I was really after the vibrant, mounded look that I had seen in Round Top. And I wanted maintenance-free preserved moss for sure. I found this beautiful moss that had good reviews on Etsy. It is preserved and then dyed with a shade of green. I chose shade “B”, their best seller. It comes in pieces that look like this:
You can find the exact moss that I used here.
The container for the DIY Moss Bowl.
I decided I wanted to use an oversized bowl for lots of impact and no other decorations on my coffee table for a clean summer look.
In my stash of old decor I found the perfect sized bowl. It has great visual weight at 21 inches but it was red and black. Not all that summery.
For my moss bowl, I wanted a light colored container, so I spray painted it with some antique white spray paint!
Assembling the moss bowl.
I wanted the moss bowl to have the round, mounded above the container look so I wanted to start near the very top of my bowl. I cut a piece of foam core slightly smaller than the diameter of the bowl for a base for the moss. I did this by turning the bowl upside down on the foam core and tracing it. Then I cut inside the circle about half an inch with an Exacto knife.
This was a great solution for filling the bottom because I had such a large volume container! If you have a more shallow container you may not need to use anything or maybe just some wadded up paper or plastic to fill to your starting level. I did hot glue the foam core in so it wouldn’t shift but you may not want to hot glue your container if you are going to use it again without the moss.
This moss comes in various sized pieces in a box like this. Because of the large container I was using, I ordered two boxes.
This is a natural product that was once alive, so the back is a dirt/moss combination just like if you dug up moss in your yard. The pieces can be crumbly and you have to handle them carefully. Also because it is dyed, your fingers will be a bit green after working with it, but it washes right off.

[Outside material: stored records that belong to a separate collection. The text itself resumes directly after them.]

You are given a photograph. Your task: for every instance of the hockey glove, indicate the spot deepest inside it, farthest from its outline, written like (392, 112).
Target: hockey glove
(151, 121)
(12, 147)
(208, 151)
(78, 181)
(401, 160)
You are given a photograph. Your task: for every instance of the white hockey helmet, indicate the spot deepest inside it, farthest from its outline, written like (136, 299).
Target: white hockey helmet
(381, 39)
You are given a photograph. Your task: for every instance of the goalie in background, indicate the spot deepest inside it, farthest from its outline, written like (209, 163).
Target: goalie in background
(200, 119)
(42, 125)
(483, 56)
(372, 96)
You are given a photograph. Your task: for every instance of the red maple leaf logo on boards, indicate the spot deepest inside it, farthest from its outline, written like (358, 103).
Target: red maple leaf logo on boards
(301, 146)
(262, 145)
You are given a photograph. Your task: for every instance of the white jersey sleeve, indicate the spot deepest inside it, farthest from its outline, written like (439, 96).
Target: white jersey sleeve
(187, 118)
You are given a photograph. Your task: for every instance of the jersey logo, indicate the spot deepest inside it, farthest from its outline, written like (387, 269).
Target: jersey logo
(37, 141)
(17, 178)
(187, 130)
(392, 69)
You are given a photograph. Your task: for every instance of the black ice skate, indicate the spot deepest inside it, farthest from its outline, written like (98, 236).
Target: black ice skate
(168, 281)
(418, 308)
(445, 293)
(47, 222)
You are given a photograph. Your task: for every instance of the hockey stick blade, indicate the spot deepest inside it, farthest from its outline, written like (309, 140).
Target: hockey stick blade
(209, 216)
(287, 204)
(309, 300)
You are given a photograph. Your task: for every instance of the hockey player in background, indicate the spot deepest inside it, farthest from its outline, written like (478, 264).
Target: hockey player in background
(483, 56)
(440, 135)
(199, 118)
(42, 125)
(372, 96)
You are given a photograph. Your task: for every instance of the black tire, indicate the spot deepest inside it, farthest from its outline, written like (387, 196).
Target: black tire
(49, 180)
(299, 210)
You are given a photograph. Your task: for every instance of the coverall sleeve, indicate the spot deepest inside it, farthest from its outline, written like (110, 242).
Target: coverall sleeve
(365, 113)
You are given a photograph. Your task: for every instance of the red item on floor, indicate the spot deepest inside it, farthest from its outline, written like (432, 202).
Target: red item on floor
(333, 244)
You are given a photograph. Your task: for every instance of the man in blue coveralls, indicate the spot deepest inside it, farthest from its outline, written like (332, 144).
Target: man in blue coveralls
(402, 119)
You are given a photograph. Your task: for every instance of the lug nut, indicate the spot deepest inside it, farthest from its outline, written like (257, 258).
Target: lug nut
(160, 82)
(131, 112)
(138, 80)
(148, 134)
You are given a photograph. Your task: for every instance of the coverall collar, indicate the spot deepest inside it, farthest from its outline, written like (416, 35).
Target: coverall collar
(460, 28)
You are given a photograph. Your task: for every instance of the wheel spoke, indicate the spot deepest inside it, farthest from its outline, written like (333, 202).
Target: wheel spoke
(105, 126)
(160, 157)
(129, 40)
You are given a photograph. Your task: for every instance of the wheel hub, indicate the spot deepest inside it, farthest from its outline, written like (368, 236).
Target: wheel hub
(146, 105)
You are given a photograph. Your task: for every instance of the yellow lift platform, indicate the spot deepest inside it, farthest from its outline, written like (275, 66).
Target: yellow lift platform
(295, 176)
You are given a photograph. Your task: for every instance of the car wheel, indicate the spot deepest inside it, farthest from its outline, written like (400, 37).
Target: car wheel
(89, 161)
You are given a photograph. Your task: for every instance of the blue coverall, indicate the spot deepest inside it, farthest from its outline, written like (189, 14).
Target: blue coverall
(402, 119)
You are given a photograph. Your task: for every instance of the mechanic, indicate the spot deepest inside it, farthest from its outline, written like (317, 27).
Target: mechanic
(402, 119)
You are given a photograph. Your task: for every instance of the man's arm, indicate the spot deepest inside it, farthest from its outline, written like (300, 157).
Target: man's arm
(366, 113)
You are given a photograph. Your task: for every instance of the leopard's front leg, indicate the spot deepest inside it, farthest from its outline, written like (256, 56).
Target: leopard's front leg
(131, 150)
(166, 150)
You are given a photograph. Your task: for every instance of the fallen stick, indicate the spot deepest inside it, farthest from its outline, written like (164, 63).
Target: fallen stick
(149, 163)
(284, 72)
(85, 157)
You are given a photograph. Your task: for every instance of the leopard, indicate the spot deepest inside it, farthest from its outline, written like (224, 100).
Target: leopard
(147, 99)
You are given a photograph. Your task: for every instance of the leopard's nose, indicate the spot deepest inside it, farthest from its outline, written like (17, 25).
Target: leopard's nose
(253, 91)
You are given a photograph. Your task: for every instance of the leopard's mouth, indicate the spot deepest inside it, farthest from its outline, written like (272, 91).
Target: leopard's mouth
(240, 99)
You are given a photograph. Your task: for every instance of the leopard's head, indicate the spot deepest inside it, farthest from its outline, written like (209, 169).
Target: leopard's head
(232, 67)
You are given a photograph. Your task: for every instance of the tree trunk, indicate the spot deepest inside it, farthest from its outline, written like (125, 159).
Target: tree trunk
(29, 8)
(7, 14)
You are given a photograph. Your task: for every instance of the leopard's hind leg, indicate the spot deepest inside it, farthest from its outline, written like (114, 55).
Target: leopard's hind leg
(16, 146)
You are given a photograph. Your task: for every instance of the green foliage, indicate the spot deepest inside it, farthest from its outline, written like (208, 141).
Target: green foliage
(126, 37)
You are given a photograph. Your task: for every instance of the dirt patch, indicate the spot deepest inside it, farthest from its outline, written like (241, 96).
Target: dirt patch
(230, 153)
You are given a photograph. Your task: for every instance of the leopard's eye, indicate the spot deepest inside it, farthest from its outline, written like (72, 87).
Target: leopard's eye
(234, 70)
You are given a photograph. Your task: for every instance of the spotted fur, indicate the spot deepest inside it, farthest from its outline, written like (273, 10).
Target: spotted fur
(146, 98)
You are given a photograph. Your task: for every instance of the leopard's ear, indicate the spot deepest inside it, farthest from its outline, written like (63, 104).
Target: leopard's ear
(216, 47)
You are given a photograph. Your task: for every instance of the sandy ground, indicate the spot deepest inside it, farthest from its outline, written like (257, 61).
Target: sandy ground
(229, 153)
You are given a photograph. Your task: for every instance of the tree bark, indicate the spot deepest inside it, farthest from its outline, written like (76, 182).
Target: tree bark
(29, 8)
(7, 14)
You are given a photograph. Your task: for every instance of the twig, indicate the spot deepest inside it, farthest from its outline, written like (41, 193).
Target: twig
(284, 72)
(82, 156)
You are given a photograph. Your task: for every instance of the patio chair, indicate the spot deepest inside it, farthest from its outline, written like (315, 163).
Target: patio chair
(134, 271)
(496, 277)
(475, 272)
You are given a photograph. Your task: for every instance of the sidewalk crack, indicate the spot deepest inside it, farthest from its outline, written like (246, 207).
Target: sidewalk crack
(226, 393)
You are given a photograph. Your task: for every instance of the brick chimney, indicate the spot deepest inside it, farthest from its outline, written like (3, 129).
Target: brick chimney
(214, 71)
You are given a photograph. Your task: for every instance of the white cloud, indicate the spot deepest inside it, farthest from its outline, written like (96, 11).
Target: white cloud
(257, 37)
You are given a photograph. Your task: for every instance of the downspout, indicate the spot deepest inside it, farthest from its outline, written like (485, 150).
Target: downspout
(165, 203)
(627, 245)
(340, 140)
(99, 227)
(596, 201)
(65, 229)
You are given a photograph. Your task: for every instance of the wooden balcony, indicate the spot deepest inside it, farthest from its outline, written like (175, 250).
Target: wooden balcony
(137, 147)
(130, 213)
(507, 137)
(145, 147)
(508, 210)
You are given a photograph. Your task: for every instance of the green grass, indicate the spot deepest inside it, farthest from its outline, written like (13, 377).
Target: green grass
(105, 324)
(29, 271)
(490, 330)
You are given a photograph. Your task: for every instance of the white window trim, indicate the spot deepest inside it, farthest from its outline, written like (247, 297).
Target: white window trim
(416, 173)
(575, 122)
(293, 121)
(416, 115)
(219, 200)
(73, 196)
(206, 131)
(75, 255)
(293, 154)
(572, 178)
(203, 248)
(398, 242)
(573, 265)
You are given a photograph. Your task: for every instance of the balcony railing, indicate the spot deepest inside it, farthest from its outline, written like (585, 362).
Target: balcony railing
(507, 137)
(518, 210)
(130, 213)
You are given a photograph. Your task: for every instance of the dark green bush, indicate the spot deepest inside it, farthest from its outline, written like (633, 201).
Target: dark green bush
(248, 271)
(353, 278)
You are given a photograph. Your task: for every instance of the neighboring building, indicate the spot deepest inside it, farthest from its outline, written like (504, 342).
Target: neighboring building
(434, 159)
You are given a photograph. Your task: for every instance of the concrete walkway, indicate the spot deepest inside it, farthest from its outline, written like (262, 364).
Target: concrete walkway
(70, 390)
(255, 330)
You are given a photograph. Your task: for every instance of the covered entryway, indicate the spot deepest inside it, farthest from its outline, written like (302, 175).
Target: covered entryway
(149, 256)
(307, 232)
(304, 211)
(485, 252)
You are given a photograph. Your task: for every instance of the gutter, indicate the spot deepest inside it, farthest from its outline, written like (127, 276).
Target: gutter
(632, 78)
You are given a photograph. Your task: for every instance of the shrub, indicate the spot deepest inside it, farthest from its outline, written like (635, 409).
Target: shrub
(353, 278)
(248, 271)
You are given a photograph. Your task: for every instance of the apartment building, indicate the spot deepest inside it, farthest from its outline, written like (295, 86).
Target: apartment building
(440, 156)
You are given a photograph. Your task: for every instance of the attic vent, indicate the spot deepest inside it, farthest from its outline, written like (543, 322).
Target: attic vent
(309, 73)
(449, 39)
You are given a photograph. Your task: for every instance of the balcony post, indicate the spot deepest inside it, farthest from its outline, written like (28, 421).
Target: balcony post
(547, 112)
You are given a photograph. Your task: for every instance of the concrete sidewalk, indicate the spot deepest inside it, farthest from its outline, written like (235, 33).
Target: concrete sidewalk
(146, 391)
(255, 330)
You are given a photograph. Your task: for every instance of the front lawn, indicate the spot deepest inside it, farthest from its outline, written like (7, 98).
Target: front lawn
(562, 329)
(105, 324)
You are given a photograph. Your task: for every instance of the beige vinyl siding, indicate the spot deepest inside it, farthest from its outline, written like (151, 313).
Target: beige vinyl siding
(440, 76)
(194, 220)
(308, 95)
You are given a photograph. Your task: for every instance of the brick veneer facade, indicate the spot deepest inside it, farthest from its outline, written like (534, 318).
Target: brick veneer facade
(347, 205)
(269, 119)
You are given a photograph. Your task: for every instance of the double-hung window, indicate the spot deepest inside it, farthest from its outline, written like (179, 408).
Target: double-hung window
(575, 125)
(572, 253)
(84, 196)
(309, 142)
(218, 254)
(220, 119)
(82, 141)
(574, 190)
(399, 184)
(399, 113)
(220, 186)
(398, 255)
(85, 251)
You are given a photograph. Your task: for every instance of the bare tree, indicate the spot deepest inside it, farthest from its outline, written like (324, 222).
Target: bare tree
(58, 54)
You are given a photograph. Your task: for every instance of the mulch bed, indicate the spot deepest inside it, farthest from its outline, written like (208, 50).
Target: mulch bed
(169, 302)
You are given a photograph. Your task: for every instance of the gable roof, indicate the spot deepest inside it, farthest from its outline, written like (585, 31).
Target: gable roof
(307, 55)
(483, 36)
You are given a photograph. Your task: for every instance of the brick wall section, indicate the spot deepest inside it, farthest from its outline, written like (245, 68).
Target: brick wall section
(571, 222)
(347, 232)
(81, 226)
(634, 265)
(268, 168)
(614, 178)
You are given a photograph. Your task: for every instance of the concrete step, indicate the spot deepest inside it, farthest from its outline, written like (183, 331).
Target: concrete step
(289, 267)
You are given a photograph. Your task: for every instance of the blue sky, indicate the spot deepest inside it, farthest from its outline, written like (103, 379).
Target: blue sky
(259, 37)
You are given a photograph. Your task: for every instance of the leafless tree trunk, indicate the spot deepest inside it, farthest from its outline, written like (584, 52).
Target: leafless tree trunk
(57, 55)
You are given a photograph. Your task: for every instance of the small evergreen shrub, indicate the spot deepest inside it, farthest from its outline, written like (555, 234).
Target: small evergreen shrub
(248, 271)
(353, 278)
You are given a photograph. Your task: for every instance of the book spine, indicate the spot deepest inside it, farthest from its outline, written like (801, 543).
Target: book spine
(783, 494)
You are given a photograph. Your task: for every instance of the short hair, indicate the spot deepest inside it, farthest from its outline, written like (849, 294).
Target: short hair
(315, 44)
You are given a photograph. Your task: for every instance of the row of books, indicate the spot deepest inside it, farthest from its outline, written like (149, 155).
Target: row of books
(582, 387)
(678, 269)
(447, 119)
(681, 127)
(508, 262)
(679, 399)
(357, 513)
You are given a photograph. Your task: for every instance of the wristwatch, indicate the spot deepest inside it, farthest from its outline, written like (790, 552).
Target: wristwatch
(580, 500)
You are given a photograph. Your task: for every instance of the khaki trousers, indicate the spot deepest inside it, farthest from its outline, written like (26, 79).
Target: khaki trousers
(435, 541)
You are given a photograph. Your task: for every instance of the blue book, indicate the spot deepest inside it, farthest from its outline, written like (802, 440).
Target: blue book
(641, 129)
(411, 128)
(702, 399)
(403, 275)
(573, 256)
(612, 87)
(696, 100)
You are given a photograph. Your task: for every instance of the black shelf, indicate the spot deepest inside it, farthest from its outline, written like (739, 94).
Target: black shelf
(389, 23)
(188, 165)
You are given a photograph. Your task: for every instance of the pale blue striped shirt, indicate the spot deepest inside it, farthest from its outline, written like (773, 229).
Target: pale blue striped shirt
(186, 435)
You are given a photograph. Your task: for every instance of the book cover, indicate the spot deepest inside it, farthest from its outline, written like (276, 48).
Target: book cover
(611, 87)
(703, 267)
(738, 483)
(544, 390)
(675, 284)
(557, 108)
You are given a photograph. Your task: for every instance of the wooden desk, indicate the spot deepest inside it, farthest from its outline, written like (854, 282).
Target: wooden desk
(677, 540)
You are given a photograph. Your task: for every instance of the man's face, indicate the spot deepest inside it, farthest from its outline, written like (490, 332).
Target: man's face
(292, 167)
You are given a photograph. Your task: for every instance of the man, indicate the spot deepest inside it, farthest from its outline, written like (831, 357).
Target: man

This is one of those DIY projects that you eyeball and work with until it looks like what you want! But basically here is what I did:
- First, I laid in a layer of moss on the foam board. I thought I might hot glue the whole thing together. The instructions do say that the moss can be glued but I found that there was not much point so I stopped gluing early on. In my experience it is simply not something that you can neatly glue. If I held this sideways or upside down, the moss pieces were definitely coming out.
- After the base layer of moss, I added more moss mounds and pieces until all of the gaps and foam core were covered. I put the little scrap pieces in where I needed them. I also kind of shaped the pieces with my fingers as I went when they were in place to help keep them in rounded, separate mounds.
- I used nice full solid pieces just in the middle on the top to give it the overall roundness. I smoothed and tucked and fussed until it looked like this:
I’m really pleased with the way it came out! No, it is not as perfect as the beautiful bowls I saw in Round Top, but I’m a pretty harsh critic on myself and this passed muster for me. I will definitely be using this again next summer if not more often!